In my review of the Sigma 135mm f/1.8 DG HSM Art in Advanced DSLR:
Sigma 135mm f/1.8 DG HSM Art Aperture Series: Pescadero Creek (Nikon D810)
Includes images up to full resolution from f/1.8 through f/16. Diffraction effects are evaluated and shown with/without diffraction mitigating sharpening.
This series and the American Hotel wail in protest for a 72 megapixel Nikon D900. I speak not of just resolution per se (surely a shortcoming of the D810), but also of sidestepping color aliasing and spurious resolution and color purity and similar digital limitations of a Bayer sensor that result when using extremely high quality lenses (presuming that resolution is only resolution is an fundamental conceptual error—see oversampling).

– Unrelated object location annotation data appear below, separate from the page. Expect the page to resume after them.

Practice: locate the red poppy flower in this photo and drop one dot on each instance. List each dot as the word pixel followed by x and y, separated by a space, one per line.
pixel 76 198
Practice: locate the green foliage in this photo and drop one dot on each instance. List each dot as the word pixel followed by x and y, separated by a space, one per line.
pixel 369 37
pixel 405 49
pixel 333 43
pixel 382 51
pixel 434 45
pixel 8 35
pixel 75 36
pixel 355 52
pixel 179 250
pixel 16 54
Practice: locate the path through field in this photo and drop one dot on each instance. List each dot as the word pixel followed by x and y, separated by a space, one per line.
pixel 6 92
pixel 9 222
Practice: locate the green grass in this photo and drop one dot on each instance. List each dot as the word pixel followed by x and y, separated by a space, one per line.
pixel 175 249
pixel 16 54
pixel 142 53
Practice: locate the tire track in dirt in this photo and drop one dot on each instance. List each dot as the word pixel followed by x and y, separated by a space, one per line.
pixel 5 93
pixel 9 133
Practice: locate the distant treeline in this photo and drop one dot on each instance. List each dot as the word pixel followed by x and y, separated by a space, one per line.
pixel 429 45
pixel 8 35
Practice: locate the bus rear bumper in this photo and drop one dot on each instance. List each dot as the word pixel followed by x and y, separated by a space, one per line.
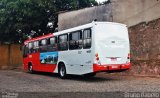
pixel 111 67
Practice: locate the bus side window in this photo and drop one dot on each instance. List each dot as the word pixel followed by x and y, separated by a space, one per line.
pixel 63 42
pixel 87 38
pixel 43 47
pixel 75 40
pixel 53 43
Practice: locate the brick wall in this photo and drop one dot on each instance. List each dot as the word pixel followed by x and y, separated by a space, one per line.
pixel 10 56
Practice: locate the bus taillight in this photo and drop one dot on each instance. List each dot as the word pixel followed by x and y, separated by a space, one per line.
pixel 129 56
pixel 97 59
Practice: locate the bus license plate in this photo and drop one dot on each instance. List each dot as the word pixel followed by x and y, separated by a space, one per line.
pixel 114 67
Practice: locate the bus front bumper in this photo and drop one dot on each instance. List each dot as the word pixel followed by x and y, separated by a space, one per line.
pixel 111 67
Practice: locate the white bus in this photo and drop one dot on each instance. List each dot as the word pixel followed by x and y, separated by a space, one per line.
pixel 83 50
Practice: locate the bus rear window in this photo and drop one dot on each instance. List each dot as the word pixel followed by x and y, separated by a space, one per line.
pixel 87 38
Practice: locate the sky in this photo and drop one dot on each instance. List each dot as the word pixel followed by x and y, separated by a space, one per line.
pixel 100 1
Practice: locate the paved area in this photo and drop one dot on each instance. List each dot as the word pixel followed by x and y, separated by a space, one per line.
pixel 18 81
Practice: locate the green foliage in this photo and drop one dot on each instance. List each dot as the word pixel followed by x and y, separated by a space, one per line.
pixel 19 18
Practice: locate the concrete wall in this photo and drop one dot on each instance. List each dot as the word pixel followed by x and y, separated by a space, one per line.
pixel 10 56
pixel 83 16
pixel 132 12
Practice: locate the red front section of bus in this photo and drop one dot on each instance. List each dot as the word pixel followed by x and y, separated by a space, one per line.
pixel 111 68
pixel 34 59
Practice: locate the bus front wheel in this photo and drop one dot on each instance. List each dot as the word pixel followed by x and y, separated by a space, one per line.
pixel 62 71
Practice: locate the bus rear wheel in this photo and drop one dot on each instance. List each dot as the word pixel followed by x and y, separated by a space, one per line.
pixel 62 71
pixel 30 68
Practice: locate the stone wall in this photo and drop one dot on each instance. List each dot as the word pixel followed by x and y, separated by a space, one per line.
pixel 84 16
pixel 132 12
pixel 10 56
pixel 145 48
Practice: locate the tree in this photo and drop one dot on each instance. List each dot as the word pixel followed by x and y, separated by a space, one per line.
pixel 22 18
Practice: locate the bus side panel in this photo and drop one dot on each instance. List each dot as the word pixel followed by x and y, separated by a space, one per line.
pixel 48 61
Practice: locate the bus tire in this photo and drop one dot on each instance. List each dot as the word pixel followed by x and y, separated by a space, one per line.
pixel 30 68
pixel 62 71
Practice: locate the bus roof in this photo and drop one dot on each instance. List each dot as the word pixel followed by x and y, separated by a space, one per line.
pixel 39 38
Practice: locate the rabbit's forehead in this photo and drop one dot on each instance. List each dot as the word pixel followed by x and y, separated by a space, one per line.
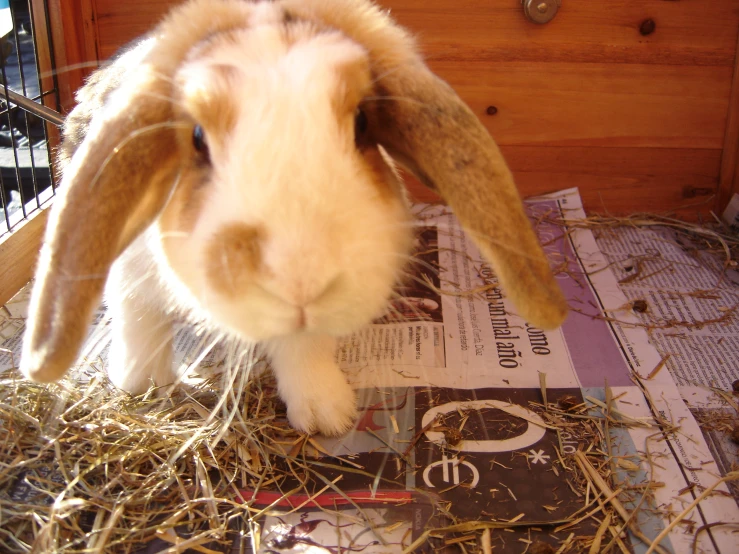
pixel 257 69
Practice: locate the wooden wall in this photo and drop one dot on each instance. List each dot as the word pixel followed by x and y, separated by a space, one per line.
pixel 636 119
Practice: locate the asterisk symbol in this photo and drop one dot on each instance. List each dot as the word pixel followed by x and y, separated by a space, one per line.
pixel 539 456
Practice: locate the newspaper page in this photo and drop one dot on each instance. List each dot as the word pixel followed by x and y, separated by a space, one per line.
pixel 449 382
pixel 687 299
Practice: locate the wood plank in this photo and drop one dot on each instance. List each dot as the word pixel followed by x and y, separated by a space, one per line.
pixel 699 32
pixel 74 36
pixel 562 104
pixel 42 35
pixel 18 253
pixel 619 181
pixel 729 181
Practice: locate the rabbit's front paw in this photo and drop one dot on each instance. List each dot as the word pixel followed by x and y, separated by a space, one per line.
pixel 329 408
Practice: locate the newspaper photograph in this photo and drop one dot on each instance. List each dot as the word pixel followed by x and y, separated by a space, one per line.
pixel 472 420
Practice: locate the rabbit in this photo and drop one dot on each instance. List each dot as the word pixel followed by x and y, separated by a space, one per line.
pixel 236 166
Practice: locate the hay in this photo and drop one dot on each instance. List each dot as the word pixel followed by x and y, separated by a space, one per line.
pixel 87 468
pixel 101 471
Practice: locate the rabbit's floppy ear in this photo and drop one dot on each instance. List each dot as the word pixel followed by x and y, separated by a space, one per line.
pixel 424 125
pixel 116 182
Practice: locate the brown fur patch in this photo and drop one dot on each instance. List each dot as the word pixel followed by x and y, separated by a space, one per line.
pixel 382 176
pixel 208 99
pixel 234 257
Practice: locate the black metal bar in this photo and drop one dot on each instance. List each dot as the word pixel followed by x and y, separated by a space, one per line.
pixel 30 106
pixel 54 77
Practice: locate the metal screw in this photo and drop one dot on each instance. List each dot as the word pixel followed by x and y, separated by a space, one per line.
pixel 647 27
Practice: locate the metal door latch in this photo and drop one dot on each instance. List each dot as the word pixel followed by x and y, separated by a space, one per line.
pixel 540 11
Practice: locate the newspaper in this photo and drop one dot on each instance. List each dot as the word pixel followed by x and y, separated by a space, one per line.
pixel 469 361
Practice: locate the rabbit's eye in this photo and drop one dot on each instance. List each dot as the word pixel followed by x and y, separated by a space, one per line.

The about $1399 price for the Sigma 135mm f/1.8 is a screaming deal that awaits a higher-resolution Nikon camera body. Were Leica to ship this lens, Leica fanboys would rave about it and it would cost $8000. The performance here is better than any Leica M APO lens in resolving power and vastly better in terms of color correction. How Sigma can give make a lens this good at this price is surely intimidating to other companies.
Together with the Nikon 70-200mm f/2.8E FL ED VR (the zoom that looks like medium format in its rendering), we seem to be in a golden age for DSLR lenses, so much so that I question my Sony mirrorless inclinations, particularly if Nikon delivers a D820 or whatever it will be with higher resolution and at least as good dynamic range and per-pixel quality—and an EVF option in the hot shoe would seal the deal.